The knowledge transfer that Chinese companies seek abroad may also be challenging to bring about when employing the light touch integration approach. “You need to have lateral collaboration, which is always difficult in any organisation,” says Prof Meyer. He explains that it requires middle managers on both sides – knowledge owner and knowledge recipient – to have good cross-cultural competencies and a good understanding of both organisations; not to mention fluency in a common language. Thus, it is a long-term process.

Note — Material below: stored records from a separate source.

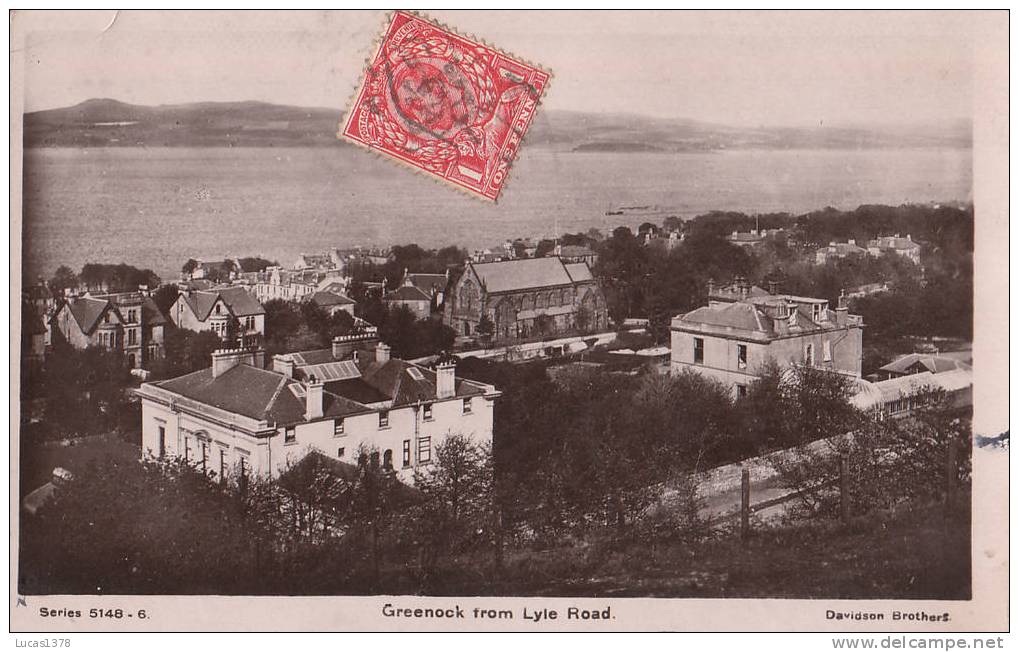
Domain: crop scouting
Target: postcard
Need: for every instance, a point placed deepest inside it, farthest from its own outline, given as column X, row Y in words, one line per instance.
column 530, row 321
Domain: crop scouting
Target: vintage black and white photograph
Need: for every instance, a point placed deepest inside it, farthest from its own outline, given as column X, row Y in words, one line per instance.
column 551, row 305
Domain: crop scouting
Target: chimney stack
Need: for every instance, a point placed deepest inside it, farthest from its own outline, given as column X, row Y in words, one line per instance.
column 283, row 364
column 313, row 403
column 842, row 312
column 225, row 359
column 445, row 379
column 344, row 345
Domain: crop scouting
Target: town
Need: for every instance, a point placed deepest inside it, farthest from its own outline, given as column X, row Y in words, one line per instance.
column 379, row 419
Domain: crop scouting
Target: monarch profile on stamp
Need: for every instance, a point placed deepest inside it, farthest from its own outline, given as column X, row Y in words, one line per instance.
column 444, row 104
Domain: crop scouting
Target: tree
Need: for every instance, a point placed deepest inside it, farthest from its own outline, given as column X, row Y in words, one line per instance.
column 63, row 278
column 184, row 350
column 256, row 264
column 456, row 508
column 582, row 318
column 165, row 296
column 543, row 324
column 673, row 223
column 370, row 501
column 486, row 328
column 85, row 389
column 545, row 247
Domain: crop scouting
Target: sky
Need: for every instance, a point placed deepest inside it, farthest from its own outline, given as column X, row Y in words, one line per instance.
column 741, row 68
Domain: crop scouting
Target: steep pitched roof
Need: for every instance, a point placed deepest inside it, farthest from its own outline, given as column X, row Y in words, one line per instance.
column 508, row 276
column 237, row 300
column 933, row 364
column 893, row 241
column 395, row 380
column 579, row 272
column 242, row 389
column 737, row 315
column 326, row 299
column 151, row 315
column 240, row 302
column 427, row 283
column 408, row 293
column 87, row 311
column 574, row 251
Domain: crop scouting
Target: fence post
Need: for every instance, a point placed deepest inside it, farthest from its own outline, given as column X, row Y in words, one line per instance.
column 951, row 476
column 844, row 489
column 745, row 504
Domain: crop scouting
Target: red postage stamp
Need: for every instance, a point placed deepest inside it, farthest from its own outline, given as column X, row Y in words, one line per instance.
column 444, row 104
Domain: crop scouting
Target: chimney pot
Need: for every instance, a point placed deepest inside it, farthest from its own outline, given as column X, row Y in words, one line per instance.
column 445, row 379
column 313, row 398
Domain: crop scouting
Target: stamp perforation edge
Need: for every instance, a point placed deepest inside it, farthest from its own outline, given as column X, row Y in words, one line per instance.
column 392, row 158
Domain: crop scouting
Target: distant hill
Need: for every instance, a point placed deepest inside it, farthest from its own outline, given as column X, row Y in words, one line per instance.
column 105, row 122
column 111, row 123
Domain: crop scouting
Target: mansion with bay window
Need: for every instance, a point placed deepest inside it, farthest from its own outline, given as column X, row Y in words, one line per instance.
column 237, row 416
column 743, row 326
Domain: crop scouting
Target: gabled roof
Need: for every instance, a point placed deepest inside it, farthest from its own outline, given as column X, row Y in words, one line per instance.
column 238, row 301
column 394, row 380
column 579, row 272
column 573, row 251
column 427, row 282
column 151, row 315
column 326, row 299
column 87, row 311
column 37, row 292
column 408, row 293
column 242, row 389
column 527, row 273
column 893, row 241
column 844, row 249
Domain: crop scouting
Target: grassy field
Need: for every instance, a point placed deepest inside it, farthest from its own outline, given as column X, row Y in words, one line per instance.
column 38, row 458
column 912, row 553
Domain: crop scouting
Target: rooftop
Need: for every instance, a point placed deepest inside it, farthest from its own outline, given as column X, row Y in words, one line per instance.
column 527, row 273
column 933, row 364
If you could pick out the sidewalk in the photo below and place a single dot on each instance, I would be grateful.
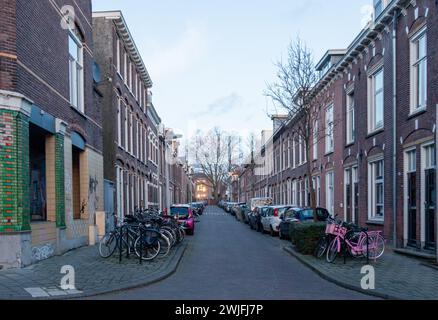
(397, 276)
(93, 275)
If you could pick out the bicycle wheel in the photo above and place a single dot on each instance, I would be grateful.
(376, 247)
(181, 234)
(164, 245)
(149, 252)
(332, 251)
(321, 247)
(169, 235)
(107, 245)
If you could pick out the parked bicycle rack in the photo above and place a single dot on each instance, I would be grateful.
(368, 251)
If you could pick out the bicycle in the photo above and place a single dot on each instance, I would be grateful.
(325, 239)
(358, 241)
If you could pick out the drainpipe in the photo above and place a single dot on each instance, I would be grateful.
(394, 127)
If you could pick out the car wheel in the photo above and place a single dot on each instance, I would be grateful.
(271, 232)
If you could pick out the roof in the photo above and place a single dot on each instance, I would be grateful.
(123, 30)
(327, 55)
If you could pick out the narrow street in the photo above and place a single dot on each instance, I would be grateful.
(227, 260)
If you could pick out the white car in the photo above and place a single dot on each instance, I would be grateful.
(271, 219)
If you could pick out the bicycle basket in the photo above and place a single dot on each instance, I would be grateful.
(336, 230)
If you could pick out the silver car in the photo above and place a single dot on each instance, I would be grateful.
(271, 220)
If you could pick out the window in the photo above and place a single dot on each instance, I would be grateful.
(294, 152)
(419, 72)
(315, 140)
(329, 141)
(330, 192)
(119, 120)
(126, 125)
(131, 132)
(378, 8)
(125, 67)
(294, 192)
(375, 103)
(118, 62)
(350, 125)
(376, 191)
(76, 72)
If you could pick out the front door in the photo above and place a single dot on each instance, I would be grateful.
(348, 198)
(429, 207)
(411, 200)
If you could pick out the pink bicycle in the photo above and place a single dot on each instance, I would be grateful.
(355, 239)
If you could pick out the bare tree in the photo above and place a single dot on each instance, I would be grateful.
(215, 154)
(294, 91)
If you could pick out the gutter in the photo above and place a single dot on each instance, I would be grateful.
(394, 127)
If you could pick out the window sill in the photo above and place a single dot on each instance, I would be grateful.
(416, 113)
(79, 112)
(375, 132)
(375, 222)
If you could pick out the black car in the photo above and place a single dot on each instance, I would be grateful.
(299, 215)
(255, 219)
(198, 207)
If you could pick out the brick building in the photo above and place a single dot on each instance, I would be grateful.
(50, 130)
(130, 121)
(377, 162)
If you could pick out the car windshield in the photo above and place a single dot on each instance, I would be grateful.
(307, 214)
(290, 214)
(182, 212)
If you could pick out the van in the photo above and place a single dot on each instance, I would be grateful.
(259, 202)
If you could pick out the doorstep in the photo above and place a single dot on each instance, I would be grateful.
(415, 253)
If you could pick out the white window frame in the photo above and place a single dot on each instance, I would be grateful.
(118, 55)
(330, 192)
(373, 92)
(119, 121)
(372, 186)
(76, 73)
(315, 139)
(329, 130)
(350, 122)
(416, 65)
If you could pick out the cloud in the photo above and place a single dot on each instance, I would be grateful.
(221, 106)
(180, 57)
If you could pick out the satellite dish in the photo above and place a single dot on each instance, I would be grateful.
(97, 76)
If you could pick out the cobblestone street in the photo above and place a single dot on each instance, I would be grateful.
(93, 274)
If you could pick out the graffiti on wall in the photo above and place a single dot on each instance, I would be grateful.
(42, 252)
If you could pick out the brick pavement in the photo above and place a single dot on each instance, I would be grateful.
(93, 275)
(396, 276)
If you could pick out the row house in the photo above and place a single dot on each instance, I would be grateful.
(130, 121)
(376, 164)
(51, 163)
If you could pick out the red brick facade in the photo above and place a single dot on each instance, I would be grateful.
(373, 49)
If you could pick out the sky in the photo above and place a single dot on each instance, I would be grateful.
(210, 60)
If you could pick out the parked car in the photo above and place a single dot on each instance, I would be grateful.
(255, 218)
(259, 202)
(246, 214)
(229, 207)
(184, 214)
(270, 219)
(299, 215)
(198, 207)
(240, 211)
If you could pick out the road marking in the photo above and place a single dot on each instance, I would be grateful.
(50, 292)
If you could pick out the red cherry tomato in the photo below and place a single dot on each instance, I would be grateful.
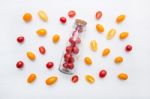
(75, 79)
(102, 73)
(63, 20)
(20, 39)
(19, 64)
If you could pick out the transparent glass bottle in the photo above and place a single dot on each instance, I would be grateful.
(67, 64)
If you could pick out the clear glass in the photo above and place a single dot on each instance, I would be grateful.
(69, 58)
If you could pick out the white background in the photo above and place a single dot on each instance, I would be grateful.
(136, 64)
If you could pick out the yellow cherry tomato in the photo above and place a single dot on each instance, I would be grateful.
(94, 45)
(56, 38)
(123, 76)
(31, 78)
(120, 18)
(90, 79)
(100, 28)
(41, 32)
(27, 17)
(118, 59)
(31, 55)
(123, 35)
(88, 60)
(51, 80)
(43, 16)
(106, 52)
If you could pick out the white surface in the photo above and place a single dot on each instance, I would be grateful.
(13, 81)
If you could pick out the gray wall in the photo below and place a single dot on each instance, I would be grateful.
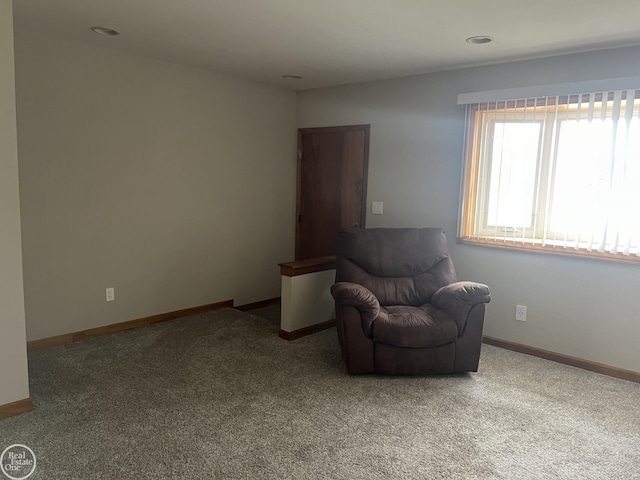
(580, 307)
(173, 185)
(14, 382)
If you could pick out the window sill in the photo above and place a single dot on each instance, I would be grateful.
(551, 249)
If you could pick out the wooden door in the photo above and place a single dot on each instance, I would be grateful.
(332, 186)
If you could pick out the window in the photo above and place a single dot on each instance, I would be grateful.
(558, 174)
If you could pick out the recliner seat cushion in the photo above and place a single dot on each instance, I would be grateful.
(413, 327)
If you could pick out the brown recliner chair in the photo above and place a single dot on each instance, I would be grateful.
(399, 308)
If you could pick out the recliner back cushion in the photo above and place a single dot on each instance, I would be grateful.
(401, 266)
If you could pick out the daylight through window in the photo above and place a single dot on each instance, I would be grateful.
(558, 174)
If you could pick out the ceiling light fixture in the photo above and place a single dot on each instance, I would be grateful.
(479, 39)
(105, 31)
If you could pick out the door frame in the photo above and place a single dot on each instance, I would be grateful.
(365, 170)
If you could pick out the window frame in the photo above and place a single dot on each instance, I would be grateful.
(551, 115)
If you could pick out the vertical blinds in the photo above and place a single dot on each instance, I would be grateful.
(556, 171)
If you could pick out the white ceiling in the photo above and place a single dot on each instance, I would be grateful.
(331, 42)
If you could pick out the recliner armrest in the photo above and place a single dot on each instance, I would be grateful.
(352, 294)
(458, 298)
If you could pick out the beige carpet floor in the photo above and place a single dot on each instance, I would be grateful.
(219, 396)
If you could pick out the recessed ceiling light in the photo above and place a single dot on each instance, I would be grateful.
(479, 39)
(105, 31)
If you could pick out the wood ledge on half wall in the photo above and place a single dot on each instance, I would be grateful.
(310, 265)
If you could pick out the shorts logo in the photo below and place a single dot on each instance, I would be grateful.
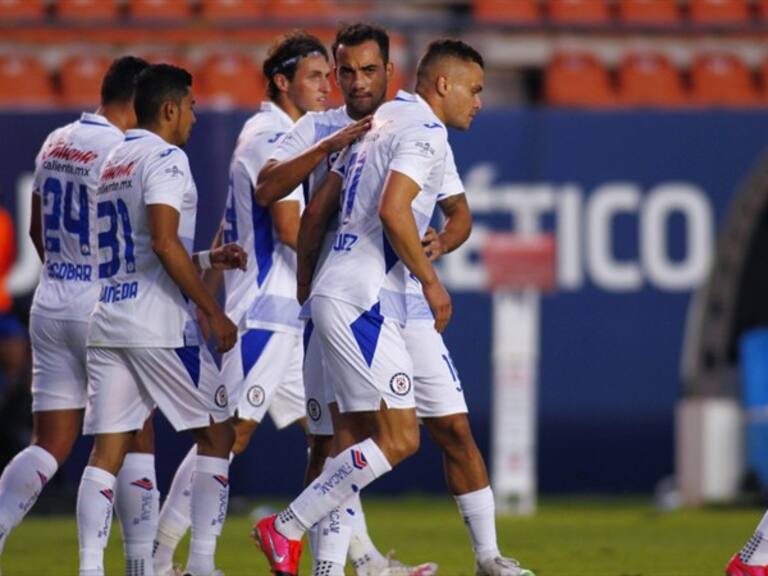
(220, 397)
(358, 460)
(313, 409)
(256, 396)
(400, 384)
(144, 483)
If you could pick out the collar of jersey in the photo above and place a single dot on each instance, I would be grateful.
(94, 119)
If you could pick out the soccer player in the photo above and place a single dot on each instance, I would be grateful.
(62, 229)
(265, 364)
(144, 348)
(391, 181)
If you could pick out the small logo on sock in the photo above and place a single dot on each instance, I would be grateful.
(144, 483)
(358, 460)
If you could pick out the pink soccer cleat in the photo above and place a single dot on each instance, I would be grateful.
(282, 554)
(737, 568)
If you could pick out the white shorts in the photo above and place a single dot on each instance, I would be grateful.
(58, 363)
(436, 382)
(125, 385)
(366, 354)
(264, 372)
(318, 386)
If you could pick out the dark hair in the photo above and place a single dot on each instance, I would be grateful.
(157, 84)
(119, 82)
(284, 56)
(447, 48)
(356, 34)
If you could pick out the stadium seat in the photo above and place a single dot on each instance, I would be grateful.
(230, 80)
(87, 9)
(231, 9)
(160, 9)
(578, 79)
(719, 11)
(80, 78)
(722, 80)
(24, 81)
(579, 11)
(653, 12)
(16, 9)
(518, 12)
(650, 79)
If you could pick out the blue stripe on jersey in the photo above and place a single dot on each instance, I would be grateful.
(252, 346)
(390, 256)
(190, 357)
(263, 242)
(309, 327)
(366, 330)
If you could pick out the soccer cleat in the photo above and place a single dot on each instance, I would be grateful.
(500, 566)
(282, 554)
(737, 568)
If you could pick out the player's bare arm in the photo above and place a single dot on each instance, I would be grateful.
(400, 225)
(458, 227)
(314, 223)
(278, 179)
(286, 218)
(163, 223)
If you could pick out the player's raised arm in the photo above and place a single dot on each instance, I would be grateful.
(314, 223)
(279, 178)
(400, 225)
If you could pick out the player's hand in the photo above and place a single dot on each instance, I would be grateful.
(224, 330)
(432, 244)
(439, 302)
(228, 257)
(346, 135)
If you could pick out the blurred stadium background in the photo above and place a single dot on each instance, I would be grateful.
(631, 130)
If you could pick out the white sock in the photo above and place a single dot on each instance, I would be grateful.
(362, 550)
(210, 496)
(137, 503)
(755, 551)
(175, 517)
(21, 483)
(94, 518)
(478, 510)
(342, 477)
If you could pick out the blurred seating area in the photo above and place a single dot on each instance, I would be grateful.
(584, 53)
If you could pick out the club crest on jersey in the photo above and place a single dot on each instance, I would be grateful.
(313, 409)
(358, 460)
(144, 483)
(221, 398)
(400, 384)
(256, 396)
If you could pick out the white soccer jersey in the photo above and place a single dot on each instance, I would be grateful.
(139, 305)
(66, 175)
(266, 293)
(408, 138)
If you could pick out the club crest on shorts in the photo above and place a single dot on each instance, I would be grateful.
(220, 397)
(256, 396)
(400, 384)
(313, 409)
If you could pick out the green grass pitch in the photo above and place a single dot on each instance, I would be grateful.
(566, 538)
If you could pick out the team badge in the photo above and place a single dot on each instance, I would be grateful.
(220, 397)
(400, 384)
(313, 409)
(256, 396)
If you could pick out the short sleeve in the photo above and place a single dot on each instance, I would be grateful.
(452, 184)
(418, 150)
(167, 178)
(300, 137)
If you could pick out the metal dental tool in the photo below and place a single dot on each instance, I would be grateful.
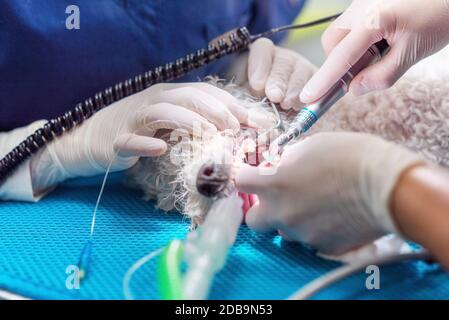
(311, 113)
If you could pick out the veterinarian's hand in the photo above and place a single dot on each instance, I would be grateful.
(128, 129)
(331, 190)
(414, 30)
(277, 72)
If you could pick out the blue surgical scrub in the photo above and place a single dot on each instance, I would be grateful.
(45, 68)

As this trend of Chinese investment abroad gathers steam, in which sectors can we expect to see more Chinese outbound M&A? Prof Meyer advises looking at the Chinese government’s most recent five year plan for clues. “The five year plan gives a pretty clear, detailed explanation of the industries that China wants to develop, and in certain industries that requires acquiring companies overseas to help fill in competencies,” he says. “My reading is that there is a priority on anything that has to do with digital economy, including industry 4.0. There will be a focus on anything that is somewhat high tech, including for example the machine tool industry, but also technologies that help China with its vast environmental pollution challenges. China wants to build competencies in these areas and to get to the technological forefront worldwide.”

He adds, “At this time, most Chinese investments appear to pursue long-term objectives. If you are short-term oriented, I don’t think you would take these sorts of big risks.”